Ich zog den Schmuckkasten aus den Falten meines Schals hervor und stellte ihn vor ihn hin. »Verkaufe oder verpfände dies,« sagte ich, »und verschaffe mir 6000 Rupien, so schnell du nur kannst!«
»Nein, nein, Schwester Rani«, sagte Amulja, aufs tiefste betroffen. »Behalten Sie diese Juwelen! Ich werde Ihnen auch so 6000 verschaffen.«
»O, sei nicht töricht«, rief ich ungeduldig. »Es ist keine Zeit für irgendwelche Phantastereien. Nimm diesen Kasten, fahre mit dem Nachtzuge nach Kalkutta und bringe mir das Geld bestimmt bis übermorgen!«
Amulja nahm ein Diamanthalsband aus dem Kasten, hielt es hoch gegen das Licht und legte es finster brütend wieder zurück.

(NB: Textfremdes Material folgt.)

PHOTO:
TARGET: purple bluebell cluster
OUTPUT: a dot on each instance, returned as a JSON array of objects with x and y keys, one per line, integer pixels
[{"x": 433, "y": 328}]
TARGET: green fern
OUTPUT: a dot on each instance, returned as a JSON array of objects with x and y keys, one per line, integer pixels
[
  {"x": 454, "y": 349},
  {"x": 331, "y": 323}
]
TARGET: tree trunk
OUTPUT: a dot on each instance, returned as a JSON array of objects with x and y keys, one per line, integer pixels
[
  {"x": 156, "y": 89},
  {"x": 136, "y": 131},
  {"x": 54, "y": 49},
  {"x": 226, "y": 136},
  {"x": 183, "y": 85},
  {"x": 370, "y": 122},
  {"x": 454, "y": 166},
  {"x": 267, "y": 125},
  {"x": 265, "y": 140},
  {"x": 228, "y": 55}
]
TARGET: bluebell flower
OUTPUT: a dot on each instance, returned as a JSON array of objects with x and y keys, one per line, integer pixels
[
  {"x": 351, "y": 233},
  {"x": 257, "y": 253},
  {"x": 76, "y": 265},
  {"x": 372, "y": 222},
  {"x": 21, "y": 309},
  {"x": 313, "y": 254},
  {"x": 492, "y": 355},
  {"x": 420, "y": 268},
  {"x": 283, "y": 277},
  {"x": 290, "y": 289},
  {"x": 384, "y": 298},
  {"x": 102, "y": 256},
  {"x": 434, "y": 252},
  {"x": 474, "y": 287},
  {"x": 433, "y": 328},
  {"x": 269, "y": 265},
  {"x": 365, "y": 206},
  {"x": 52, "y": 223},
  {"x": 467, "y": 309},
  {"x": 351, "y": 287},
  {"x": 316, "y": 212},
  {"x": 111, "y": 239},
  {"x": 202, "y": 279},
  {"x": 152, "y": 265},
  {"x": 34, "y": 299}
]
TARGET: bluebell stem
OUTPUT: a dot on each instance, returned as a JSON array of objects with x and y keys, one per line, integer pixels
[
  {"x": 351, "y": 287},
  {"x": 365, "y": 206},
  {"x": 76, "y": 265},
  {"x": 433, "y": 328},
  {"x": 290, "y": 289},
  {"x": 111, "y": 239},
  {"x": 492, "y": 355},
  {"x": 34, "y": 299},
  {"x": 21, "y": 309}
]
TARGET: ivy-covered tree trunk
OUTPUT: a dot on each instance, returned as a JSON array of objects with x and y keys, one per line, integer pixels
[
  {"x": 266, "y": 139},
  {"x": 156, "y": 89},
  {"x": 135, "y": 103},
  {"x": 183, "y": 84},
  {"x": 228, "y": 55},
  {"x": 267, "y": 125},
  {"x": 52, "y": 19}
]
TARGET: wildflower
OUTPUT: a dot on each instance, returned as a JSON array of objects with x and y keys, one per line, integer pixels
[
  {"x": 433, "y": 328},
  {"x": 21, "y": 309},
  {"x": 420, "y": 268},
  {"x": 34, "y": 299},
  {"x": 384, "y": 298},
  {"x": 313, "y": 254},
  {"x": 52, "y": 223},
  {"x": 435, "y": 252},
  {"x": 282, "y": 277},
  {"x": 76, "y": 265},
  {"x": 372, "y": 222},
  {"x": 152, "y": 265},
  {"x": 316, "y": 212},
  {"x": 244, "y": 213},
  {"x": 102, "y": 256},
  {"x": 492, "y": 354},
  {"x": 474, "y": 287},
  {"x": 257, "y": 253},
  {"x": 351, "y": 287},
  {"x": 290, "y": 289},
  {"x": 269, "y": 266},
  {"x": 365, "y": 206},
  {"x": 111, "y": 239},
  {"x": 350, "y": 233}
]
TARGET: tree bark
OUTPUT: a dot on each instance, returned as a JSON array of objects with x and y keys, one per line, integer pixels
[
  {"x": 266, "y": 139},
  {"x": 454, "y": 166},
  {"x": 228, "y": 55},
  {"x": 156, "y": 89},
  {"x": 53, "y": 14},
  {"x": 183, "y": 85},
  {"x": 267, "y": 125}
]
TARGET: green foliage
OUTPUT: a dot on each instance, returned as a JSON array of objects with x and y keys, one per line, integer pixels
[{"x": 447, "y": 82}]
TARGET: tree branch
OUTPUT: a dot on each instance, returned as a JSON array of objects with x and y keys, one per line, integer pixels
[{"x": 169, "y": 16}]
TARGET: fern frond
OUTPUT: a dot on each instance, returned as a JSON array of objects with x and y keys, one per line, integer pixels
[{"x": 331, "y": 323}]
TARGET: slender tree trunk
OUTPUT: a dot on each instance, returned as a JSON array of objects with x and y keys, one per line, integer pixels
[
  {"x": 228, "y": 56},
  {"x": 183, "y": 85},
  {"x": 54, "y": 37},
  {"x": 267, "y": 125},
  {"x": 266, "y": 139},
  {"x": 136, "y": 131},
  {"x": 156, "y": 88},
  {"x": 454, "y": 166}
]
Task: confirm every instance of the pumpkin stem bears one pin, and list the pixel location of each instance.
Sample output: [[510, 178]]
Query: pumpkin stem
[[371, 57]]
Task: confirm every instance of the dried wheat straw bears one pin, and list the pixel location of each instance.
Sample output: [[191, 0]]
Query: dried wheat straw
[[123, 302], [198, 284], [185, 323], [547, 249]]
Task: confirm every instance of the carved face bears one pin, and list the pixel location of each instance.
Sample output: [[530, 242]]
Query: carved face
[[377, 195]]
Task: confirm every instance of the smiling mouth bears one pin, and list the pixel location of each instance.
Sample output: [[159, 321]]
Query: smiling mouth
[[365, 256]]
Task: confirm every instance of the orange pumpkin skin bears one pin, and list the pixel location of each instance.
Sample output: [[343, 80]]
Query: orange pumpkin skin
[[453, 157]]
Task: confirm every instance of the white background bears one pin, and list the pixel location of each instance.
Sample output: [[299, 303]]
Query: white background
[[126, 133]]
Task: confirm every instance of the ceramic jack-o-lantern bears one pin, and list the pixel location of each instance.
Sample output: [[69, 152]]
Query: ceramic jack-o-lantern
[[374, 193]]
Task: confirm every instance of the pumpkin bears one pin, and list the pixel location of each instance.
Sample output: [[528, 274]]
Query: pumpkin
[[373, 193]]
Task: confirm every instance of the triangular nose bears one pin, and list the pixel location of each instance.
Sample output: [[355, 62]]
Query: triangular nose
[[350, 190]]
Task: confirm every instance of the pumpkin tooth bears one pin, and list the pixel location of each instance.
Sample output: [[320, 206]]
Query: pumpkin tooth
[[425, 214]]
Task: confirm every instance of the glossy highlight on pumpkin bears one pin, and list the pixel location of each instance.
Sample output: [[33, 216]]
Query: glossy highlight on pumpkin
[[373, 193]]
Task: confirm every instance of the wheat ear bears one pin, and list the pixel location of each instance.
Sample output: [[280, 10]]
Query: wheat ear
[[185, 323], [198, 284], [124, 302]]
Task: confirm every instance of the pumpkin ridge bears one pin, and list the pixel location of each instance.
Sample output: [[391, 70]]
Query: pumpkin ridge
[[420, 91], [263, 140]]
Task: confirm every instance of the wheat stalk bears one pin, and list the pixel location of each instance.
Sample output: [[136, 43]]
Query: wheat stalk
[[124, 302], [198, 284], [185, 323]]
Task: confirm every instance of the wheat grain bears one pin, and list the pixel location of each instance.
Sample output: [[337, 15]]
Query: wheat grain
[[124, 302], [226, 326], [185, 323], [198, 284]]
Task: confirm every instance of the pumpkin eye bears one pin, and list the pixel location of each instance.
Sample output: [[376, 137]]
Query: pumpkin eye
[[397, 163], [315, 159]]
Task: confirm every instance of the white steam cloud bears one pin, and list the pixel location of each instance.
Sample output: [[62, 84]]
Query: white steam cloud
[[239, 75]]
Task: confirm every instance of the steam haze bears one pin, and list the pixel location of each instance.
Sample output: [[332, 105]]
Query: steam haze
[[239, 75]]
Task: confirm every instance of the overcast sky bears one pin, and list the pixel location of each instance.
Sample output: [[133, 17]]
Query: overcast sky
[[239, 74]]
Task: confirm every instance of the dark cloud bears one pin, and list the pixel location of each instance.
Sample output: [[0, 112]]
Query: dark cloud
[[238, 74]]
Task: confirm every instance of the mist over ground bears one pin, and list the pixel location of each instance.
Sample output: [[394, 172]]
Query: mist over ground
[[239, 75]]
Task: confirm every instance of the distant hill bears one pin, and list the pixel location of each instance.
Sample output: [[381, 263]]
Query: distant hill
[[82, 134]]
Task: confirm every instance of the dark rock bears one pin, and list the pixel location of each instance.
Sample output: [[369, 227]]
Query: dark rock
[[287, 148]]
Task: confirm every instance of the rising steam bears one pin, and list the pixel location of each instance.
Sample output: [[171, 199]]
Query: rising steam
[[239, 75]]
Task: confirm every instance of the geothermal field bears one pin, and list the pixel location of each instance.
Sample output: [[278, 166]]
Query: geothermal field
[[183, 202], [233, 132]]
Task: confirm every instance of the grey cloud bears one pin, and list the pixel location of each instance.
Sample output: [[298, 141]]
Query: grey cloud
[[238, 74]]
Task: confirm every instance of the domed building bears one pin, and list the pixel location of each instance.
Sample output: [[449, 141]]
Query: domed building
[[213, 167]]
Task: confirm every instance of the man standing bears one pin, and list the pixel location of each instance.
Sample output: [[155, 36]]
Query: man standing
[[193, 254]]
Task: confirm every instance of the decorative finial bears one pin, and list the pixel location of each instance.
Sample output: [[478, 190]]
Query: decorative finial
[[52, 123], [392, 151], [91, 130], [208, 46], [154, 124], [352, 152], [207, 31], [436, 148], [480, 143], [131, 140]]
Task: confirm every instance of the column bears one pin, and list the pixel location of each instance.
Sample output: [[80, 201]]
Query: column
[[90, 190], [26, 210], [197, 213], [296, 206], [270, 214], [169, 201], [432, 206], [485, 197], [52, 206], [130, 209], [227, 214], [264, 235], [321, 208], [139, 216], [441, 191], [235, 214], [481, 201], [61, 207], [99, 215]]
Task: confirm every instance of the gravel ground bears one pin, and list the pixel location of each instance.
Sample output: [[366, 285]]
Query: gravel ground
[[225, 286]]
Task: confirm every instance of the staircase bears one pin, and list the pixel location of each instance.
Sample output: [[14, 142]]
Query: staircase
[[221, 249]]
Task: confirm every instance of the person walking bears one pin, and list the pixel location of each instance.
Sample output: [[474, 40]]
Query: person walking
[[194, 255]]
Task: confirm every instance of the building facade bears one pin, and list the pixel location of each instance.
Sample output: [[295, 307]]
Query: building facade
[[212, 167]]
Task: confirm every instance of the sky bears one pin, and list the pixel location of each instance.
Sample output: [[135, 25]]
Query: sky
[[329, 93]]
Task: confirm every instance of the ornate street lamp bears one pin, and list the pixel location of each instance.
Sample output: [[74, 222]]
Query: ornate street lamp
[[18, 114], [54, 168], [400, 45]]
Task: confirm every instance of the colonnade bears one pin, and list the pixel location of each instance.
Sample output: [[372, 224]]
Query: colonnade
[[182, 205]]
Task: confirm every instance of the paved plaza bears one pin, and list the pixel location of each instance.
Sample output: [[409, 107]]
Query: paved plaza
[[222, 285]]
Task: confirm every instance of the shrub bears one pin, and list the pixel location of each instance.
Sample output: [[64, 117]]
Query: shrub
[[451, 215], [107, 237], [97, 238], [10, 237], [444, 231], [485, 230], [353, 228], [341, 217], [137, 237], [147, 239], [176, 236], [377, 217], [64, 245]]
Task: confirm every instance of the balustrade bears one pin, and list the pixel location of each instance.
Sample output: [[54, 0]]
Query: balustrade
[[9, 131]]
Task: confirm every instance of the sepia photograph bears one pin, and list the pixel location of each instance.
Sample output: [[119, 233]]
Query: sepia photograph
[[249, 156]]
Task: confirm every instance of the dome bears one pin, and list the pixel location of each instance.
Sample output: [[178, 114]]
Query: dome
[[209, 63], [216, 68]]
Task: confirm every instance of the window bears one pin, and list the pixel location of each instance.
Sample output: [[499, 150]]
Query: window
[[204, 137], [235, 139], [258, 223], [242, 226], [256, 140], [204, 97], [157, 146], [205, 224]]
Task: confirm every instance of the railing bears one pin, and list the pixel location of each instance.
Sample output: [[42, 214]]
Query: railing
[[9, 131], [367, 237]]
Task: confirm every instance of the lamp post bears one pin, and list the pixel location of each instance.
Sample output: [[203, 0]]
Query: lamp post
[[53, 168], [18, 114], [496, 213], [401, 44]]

»Ich weiß,« sagte ich zu ihm, »daß du niemals den richtigen Preis für diese Diamanten bekommen wirst, daher gebe ich dir Schmucksachen im Werte von ungefähr 30000. Es macht nichts, wenn sie alle draufgehen, aber ich muß unbedingt die sechstausend haben.«
»Wissen Sie, Schwester Rani,« sagte Amulja, »daß ich mit Sandip Babu einen Streit hatte wegen der 6000 Rupien, die er von Ihnen angenommen hat? Ich kann Ihnen nicht sagen, wie beschämend mir die Sache war. Aber Sandip Babu behauptete, wir müßten selbst unser Schamgefühl dem Vaterlande opfern. Das mag wohl sein. Aber hiermit ist es doch anders. Ich fürchte mich nicht, für das Vaterland zu sterben, für das Vaterland zu töten, — soviel Schakti-Kraft ist mir verliehen. Aber ich kann die Scham nicht überwinden, daß ich von Ihnen Geld genommen habe. Darin ist Sandip mir voraus. Er hat keine Reue und Gewissensbisse. Er sagt, wir müssen uns von der Idee freimachen, daß das Geld demjenigen gehöre, in dessen Kasten es zufällig ist, — wenn wir das nicht können, wo bleibt da die Zauberkraft des Bande Mataram?«
Amulja geriet, während er so sprach, immer mehr in Begeisterung. Er wird immer warm, wenn ich ihm zuhöre. »Die Gita lehrt uns,« fuhr er fort, »daß niemand die Seele töten kann. Töten ist ein bloßes Wort. So ist es auch mit dem Rauben von Geld. Wem gehört das Geld? Niemand hat es erschaffen. Niemand kann es mit sich fortnehmen, wenn er aus diesem Leben scheidet, denn es ist kein Teil seiner Seele. Heute gehört es mir, morgen meinem Sohn, am nächsten Tage seinem Gläubiger. Da nun tatsächlich das Geld niemandem gehört, warum sollte unsre Patrioten ein Tadel treffen, wenn sie, anstatt es einem unwürdigen Sohne des Vaterlandes zu lassen, selbst davon Gebrauch machen?«
Wenn ich Sandips Worte aus dem Munde dieses Knaben höre, zittere ich am ganzen Leibe. Mögen Schlangenbändiger mit Schlangen spielen; wenn ihnen ein Leid geschieht, so müssen sie darauf gefaßt sein. Aber diese Knaben sind so unschuldig. Die ganze Welt sollte segnend ihre Arme über sie breiten, um sie zu schützen. Sie spielen mit einer Schlange, deren Natur sie nicht kennen, und wenn wir sehen, wie sie lächelnd und vertrauensvoll ihre Hände ihren Giftzähnen nähern, so wird es uns klar, wie furchtbar gefährlich die Schlange ist. Sandip hat ganz recht, wenn er argwöhnt, daß ich, wenn ich selbst auch von seiner Hand den Tod nehmen würde, ihm doch diesen Knaben entreißen und ihn retten werde.